2In a postscript dated June 14 to a letter of June 8, 1764, Thomas Penn told the governor that he had just seen Lord Mansfield, who said “the resolutions are very mad ones” and BF ought to be displaced from his position in the Post Office. Penn Papers, Hist. Soc. Pa.

3Probably a reference to the story of BF’s earlier critical comments on the Quakers, which appeared in print during the election campaign; see below, pp. 375–6, 381.

4See below, pp. 339–40.

5See above, pp. 267–311.

6The five scurrilous pamphlets printed before BF’s preface to Galloway’s Speech appeared cannot be positively identified. One of them may have been Hugh Williamson’s An Answer to the Plot (Evans 9581), and BF may also have had in mind Williamson’s Plain Dealer series, the last of which was dated May 12, 1764 (nos. I and III reprinted in John R. Dunbar, ed., The Paxton Papers, The Hague, 1957, pp. 339–51, 365–86). Some may not be extant. For two of the copperplate prints during this year, see pp. 70, 374.

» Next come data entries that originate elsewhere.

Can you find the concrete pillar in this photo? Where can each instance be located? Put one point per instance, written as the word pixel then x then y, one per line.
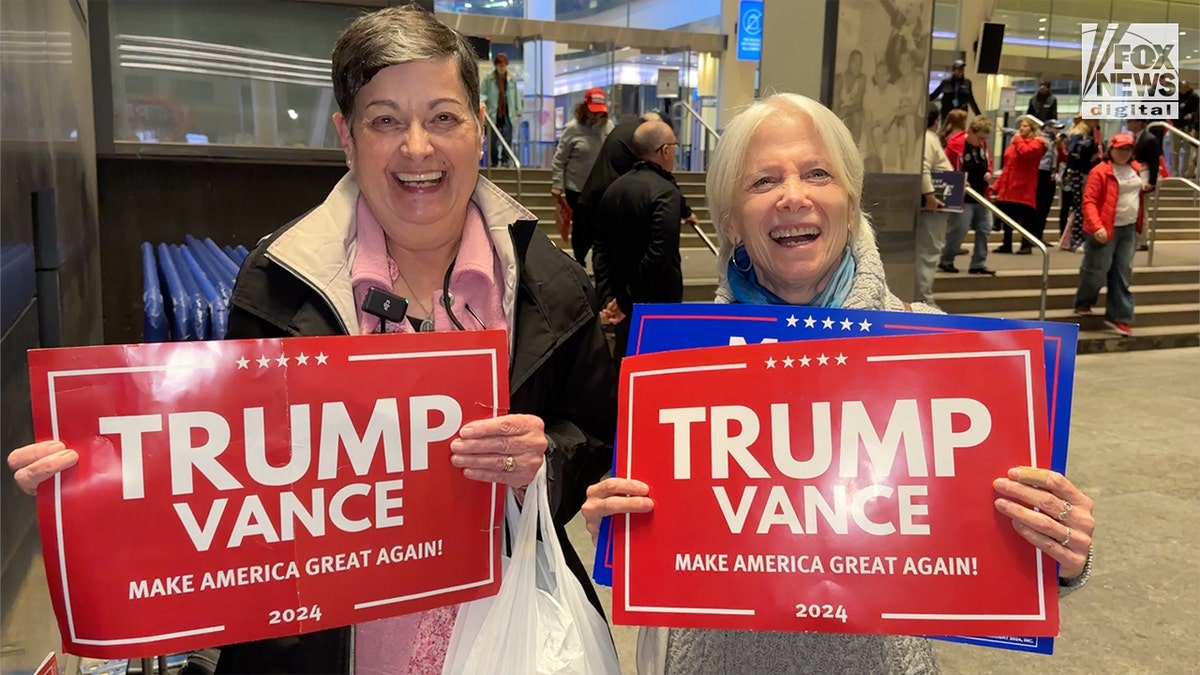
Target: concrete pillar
pixel 809 51
pixel 793 42
pixel 539 90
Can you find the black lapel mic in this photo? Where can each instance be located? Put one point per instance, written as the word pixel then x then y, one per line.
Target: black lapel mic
pixel 385 306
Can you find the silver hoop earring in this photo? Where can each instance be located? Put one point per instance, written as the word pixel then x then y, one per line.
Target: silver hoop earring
pixel 735 258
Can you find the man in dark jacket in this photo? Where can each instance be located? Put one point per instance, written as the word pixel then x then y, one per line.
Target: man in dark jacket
pixel 955 91
pixel 1146 149
pixel 1043 105
pixel 636 255
pixel 617 157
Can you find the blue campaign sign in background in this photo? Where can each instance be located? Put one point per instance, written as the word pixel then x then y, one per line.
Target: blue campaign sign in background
pixel 660 328
pixel 750 30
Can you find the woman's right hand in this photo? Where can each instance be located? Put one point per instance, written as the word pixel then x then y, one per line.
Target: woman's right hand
pixel 612 496
pixel 37 461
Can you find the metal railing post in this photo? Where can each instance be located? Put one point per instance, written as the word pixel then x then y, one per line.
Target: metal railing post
pixel 708 130
pixel 1045 254
pixel 703 237
pixel 1153 216
pixel 498 136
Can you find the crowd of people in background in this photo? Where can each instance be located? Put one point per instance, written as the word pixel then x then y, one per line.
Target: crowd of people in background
pixel 1041 157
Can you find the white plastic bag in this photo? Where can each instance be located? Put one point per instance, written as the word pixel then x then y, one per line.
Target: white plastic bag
pixel 541 621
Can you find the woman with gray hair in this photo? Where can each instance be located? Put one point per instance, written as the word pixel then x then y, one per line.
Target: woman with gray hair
pixel 414 217
pixel 785 189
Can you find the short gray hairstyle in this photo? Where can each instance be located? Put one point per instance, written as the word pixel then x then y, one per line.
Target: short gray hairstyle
pixel 649 136
pixel 394 36
pixel 727 166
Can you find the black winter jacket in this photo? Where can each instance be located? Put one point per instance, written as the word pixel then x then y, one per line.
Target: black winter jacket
pixel 636 256
pixel 559 370
pixel 617 159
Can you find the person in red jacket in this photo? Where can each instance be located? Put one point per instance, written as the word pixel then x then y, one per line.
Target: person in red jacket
pixel 1017 189
pixel 969 153
pixel 1113 211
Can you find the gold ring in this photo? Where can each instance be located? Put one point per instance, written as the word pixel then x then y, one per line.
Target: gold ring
pixel 1066 512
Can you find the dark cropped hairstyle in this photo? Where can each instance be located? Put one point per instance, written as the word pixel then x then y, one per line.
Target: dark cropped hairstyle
pixel 394 36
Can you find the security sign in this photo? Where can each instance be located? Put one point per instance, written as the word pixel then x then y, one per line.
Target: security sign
pixel 263 488
pixel 834 485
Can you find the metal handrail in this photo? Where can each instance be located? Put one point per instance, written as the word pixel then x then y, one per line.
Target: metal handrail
pixel 1045 254
pixel 708 129
pixel 508 149
pixel 1153 215
pixel 703 237
pixel 1187 137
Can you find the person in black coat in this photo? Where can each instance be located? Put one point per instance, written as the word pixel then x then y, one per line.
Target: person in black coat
pixel 617 157
pixel 1146 149
pixel 1043 105
pixel 955 91
pixel 636 256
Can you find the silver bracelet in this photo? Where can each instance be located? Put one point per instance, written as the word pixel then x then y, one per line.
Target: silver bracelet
pixel 1072 584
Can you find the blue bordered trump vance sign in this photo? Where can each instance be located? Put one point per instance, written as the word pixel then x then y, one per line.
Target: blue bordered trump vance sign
pixel 750 30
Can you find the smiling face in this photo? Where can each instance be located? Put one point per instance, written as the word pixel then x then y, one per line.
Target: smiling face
pixel 789 210
pixel 414 145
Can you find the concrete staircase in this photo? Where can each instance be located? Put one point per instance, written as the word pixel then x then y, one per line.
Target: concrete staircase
pixel 1168 294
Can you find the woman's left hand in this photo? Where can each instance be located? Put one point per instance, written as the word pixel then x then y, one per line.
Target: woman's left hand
pixel 1050 513
pixel 503 449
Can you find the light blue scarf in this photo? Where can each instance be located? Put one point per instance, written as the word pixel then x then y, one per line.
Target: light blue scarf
pixel 747 290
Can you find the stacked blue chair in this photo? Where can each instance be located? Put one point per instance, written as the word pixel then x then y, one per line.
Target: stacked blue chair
pixel 186 288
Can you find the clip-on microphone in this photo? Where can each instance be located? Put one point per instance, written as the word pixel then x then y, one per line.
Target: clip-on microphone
pixel 385 306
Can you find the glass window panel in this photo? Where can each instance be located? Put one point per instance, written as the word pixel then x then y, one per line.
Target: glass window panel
pixel 490 7
pixel 1187 15
pixel 207 71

7Pa. Gaz., Aug. 23, 30, 1764, reported Johnson’s peace negotiations.

8See below, pp. 335–7, and Votes, 1763–64, pp. 97–9.

9For Bouquet’s “Mortification” with Bradstreet’s peace terms, see the letter immediately above.

1Jackson probably touched on this subject in his lost letter of June 14. BF’s letter to Collinson, Sept. 24, 1764, indicates that rumors were circulating in England that the Proprietors had yielded on the taxation of their located, unimproved lands. See below, p. 352. This information, had it been officially announced when first received in Pennsylvania, might well have changed the course of political events.

Authorial notes

[The following note(s) appeared in the margins or otherwise outside the text flow in the original source, and have been moved here for purposes of the digital edition.]

º *The Indian Corn is not ripe till October generally.